Article 4100, R.S.1925, provides for the taxing of costs in a garnishment proceeding and it must be followed. Where the garnishee is discharged upon his answer, the statute provides that the costs of the proceeding, including a reasonable compensation for the garnishee, shall be taxed against the plaintiff. This reasonable compensation to the garnishee includes a reasonable attorneys' fee incurred by it in the case. In order to determine what is meant by the “garnishee is discharged upon his answer,” we must look to Article 4086, R.S.1925.

Where the answer of the garnishee shows it is indebted to the defendant and such answer is not controverted, Art. 4100 provides that the court costs, including reasonable compensation to the garnishee, shall be taxed against the defendant and included in the execution provided for by the garnishment statutes. In such case -the judgment should conform to the provisions of Art. 4088, R. S.1925.

Where there has been a contest of an answer filed by the garnishee, Art. 4100 provides “the costs shall abide the issue of such contest.” This portion of the statute should also be construed in connection with Art. 4088. If the garnishee denies that it is indebted to the defendant and the answer is contested by the plaintiff, the garnishee becomes a party litigant and is entitled to no attorneys’ fees in the event it is unsuccessful. Automobile Underwriters’ Ins. Co. v. Murrah, Tex.Civ.App., 40 S.W.2d 233. In the event the defendant is a party to the suit and contests the answer of the garnishee and is unsuccessful, the costs and attorneys’ fees should be assessed against the defendant, and that should have been done in this case.
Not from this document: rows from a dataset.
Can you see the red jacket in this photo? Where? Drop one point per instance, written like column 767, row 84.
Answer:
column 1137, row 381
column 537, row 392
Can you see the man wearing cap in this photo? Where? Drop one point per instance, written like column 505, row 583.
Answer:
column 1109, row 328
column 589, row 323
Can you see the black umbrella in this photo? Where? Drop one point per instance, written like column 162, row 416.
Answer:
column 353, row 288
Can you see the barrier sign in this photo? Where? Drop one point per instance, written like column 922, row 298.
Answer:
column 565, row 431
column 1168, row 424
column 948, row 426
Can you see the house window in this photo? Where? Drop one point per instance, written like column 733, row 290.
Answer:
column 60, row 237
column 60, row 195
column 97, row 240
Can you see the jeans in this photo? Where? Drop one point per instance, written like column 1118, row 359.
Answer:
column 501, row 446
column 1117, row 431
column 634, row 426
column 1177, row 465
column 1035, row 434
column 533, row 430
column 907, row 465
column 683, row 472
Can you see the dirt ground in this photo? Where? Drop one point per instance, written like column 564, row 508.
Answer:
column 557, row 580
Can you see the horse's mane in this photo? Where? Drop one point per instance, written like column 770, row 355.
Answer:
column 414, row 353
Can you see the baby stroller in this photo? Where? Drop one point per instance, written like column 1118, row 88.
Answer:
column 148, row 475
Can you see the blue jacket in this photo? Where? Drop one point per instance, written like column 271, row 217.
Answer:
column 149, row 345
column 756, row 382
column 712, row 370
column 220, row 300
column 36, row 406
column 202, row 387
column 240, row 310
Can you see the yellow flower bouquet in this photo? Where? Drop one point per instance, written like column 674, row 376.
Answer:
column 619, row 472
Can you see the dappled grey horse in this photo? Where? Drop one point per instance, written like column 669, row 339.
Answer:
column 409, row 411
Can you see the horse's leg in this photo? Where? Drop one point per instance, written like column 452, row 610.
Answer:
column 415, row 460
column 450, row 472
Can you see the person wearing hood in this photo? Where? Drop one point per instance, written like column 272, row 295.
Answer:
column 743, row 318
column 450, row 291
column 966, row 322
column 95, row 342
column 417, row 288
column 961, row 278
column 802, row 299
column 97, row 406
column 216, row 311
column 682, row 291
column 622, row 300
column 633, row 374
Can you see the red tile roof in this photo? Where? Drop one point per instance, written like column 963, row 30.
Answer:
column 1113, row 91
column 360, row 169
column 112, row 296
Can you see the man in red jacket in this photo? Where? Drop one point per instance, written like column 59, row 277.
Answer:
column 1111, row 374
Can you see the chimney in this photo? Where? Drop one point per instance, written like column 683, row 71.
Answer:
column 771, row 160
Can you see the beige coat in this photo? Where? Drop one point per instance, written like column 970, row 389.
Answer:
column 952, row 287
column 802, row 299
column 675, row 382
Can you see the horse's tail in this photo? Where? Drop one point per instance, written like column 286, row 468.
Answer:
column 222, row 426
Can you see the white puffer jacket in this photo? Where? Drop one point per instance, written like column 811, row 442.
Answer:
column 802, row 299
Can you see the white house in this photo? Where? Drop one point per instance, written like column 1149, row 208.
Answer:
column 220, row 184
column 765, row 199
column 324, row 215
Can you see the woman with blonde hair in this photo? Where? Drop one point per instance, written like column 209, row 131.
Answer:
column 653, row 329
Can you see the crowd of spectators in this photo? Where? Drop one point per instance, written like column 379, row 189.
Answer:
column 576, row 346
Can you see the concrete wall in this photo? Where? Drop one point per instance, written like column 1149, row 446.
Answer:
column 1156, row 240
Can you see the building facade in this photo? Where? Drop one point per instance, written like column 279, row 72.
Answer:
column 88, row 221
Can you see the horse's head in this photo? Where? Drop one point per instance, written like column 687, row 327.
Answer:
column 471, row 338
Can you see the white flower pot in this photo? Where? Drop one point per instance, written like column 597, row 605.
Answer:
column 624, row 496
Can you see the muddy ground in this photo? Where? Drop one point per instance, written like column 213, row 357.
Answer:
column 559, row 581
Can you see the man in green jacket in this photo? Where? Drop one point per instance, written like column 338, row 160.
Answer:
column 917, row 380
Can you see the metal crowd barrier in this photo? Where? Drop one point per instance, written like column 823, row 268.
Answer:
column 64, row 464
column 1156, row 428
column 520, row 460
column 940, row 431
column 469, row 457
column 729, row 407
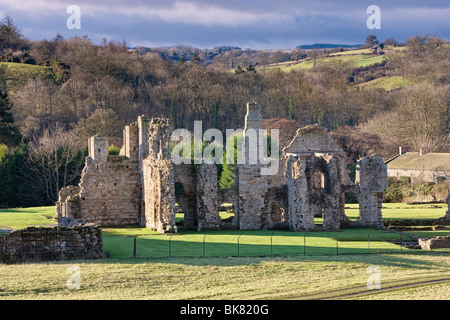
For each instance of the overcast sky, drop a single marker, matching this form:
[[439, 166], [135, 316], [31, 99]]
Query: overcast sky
[[257, 24]]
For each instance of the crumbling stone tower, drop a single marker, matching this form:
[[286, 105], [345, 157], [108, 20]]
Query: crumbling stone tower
[[315, 175], [158, 178], [252, 185]]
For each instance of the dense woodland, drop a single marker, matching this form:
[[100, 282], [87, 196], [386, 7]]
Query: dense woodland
[[69, 89]]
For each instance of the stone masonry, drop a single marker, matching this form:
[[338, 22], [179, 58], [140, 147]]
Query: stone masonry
[[50, 244], [142, 186]]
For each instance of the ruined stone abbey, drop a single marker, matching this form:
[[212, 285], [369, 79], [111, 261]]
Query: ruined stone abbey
[[142, 186]]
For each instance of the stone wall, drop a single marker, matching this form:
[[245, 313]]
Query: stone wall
[[435, 243], [51, 244], [109, 192], [159, 180], [371, 175], [314, 188], [142, 185]]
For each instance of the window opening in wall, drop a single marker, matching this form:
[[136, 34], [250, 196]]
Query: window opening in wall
[[351, 208]]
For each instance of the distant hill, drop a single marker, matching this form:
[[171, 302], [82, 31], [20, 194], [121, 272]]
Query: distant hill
[[327, 46]]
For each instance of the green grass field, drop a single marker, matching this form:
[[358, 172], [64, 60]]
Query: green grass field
[[17, 74], [386, 83], [330, 269], [248, 278], [358, 60]]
Art. 2056, R.S.1925, provides:

“The successful party to a suit shall recover of his adversary all costs incurred therein, except where otherwise provid*707ed.” Art. 2052 provides: “Each party to a suit shall be liable for all costs incurred by him. If the costs cannot be collected from the party against whom they have been adjudged, execution may issue against any party in such suit for the amount of costs incurred by such party, but no more.” We are of the opinion that these two statutes do not change the rule provided for in garnishment cases by Art. 4100, insofar as the ultimate liability for the costs is concerned. If the costs cannot be collected from the defendant, execution may issue against the plaintiff for the amount of the costs incurred by him, but no more. However, demand must first be made upon the defendant, unless he is insolvent. Beauchamp v. Withers, 25 Tex.Civ.App. 575, 62 S.W. 1084.
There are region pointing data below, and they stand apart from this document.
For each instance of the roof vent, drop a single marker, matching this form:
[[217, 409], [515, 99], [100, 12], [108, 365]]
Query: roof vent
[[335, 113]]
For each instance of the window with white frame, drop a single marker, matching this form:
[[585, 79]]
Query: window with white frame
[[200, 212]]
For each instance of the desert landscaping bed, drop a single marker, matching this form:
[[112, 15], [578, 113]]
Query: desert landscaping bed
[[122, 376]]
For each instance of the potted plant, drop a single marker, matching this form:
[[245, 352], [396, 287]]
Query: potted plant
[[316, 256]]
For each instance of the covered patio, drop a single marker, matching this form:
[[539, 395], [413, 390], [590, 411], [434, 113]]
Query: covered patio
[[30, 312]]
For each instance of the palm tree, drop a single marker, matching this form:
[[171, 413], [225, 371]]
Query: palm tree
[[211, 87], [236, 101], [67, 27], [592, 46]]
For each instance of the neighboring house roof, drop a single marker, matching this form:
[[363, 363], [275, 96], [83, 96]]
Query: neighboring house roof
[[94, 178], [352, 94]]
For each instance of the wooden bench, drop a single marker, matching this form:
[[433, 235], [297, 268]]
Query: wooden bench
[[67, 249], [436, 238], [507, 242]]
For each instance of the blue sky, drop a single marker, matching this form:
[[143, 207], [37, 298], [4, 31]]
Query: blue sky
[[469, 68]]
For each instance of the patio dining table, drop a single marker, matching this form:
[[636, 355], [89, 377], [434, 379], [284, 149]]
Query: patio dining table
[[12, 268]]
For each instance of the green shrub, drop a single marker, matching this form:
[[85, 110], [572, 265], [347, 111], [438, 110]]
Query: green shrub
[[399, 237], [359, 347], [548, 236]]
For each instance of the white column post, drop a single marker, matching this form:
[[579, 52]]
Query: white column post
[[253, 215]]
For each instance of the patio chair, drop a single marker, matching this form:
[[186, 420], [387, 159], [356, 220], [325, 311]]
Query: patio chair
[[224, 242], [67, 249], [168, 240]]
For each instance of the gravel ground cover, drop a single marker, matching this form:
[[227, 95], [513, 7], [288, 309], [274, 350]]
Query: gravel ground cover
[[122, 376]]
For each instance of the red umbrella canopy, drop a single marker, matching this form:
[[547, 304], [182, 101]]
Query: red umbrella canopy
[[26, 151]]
The costs incurred by the plaintiff in a garnishment proceeding include the garnishee’s attorneys’ fees, and the plaintiff may be called upon to pay this amount in the event it can not be' collected from the defendant, and this is true even though all of the costs are adjudged against the defendant. In this respect, attornéys’ fees are comparable to the fee of a guardian ad litem and the same rules will be applied. Ashe v. Youngst, 68 Tex. 123, 3 S.W. 454.

If the defendant, by contesting the answer of the garnishee, causes it to incur additional attorneys’ fees, the plaintiff would not be considered as having, incurred the additional fees and would not be responsible for them. The garnishee may thus be deprived of some of the compensation which it is entitled to receive under the statute,' but that affords no reason for making the plaintiff pay the additionál fee. Doss v. Chambers, Tex.Civ.App., 188 S.W. 296. The garnishee can protect itself to some extent ’ by availing itself of Art. 2068, R.S.1925, providing for rule for costs.
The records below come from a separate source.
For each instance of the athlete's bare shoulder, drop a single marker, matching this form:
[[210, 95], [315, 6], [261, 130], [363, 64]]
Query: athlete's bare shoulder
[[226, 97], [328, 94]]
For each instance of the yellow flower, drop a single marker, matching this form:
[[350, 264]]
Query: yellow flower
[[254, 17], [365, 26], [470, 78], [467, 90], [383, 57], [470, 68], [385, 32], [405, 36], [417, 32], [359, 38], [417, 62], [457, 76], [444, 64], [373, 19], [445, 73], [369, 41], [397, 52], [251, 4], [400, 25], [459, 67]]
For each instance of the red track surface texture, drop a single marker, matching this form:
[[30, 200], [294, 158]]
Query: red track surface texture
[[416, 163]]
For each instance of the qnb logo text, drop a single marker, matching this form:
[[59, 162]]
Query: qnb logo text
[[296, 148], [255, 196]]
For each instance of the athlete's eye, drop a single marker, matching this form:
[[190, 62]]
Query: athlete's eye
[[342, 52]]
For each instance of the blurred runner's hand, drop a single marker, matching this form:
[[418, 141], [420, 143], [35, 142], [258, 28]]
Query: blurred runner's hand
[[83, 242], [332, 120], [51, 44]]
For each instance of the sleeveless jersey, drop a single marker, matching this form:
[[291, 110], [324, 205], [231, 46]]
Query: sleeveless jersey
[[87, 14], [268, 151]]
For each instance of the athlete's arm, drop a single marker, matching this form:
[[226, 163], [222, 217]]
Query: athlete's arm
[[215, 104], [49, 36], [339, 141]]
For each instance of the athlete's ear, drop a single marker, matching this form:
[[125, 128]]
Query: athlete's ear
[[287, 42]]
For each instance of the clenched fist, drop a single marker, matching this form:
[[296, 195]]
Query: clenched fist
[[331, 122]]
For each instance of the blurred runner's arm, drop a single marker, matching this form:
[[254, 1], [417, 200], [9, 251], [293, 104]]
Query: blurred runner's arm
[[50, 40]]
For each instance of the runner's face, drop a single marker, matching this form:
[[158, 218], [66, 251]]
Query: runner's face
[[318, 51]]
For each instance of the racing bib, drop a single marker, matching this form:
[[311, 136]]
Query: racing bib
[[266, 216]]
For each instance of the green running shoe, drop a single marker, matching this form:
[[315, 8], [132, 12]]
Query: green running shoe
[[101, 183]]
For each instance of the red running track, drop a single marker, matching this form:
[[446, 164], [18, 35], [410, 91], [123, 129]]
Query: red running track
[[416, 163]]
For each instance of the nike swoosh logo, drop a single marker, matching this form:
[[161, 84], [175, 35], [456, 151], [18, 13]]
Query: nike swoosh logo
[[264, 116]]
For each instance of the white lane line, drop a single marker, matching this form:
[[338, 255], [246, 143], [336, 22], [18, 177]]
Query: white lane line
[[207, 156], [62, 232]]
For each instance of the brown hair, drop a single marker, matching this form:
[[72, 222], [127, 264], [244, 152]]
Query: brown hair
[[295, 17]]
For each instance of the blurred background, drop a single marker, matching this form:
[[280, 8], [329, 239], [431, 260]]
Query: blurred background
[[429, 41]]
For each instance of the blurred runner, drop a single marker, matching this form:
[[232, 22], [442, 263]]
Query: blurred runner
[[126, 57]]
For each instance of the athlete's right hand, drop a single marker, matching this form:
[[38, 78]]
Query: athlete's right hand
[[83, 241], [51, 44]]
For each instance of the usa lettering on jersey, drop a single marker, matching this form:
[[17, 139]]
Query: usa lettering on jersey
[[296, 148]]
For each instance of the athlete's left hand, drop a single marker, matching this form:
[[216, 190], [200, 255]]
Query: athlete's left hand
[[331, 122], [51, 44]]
In this case, the costs of the garnishment proceeding were taxed against the appellant, who was the successful party in the contest. This was error. The costs should have been taxed against Mrs. Donalson, the unsuccessful party, although the plaintiff may have been called upon to pay them in the event Mrs. Donal-son was unable to do so.

The judgment in favor of appellant upon the promissory note, from which no appeal was taken, will be affirmed; the judgment in the garnishment proceeding will be reversed, and that proceeding remanded for another trial.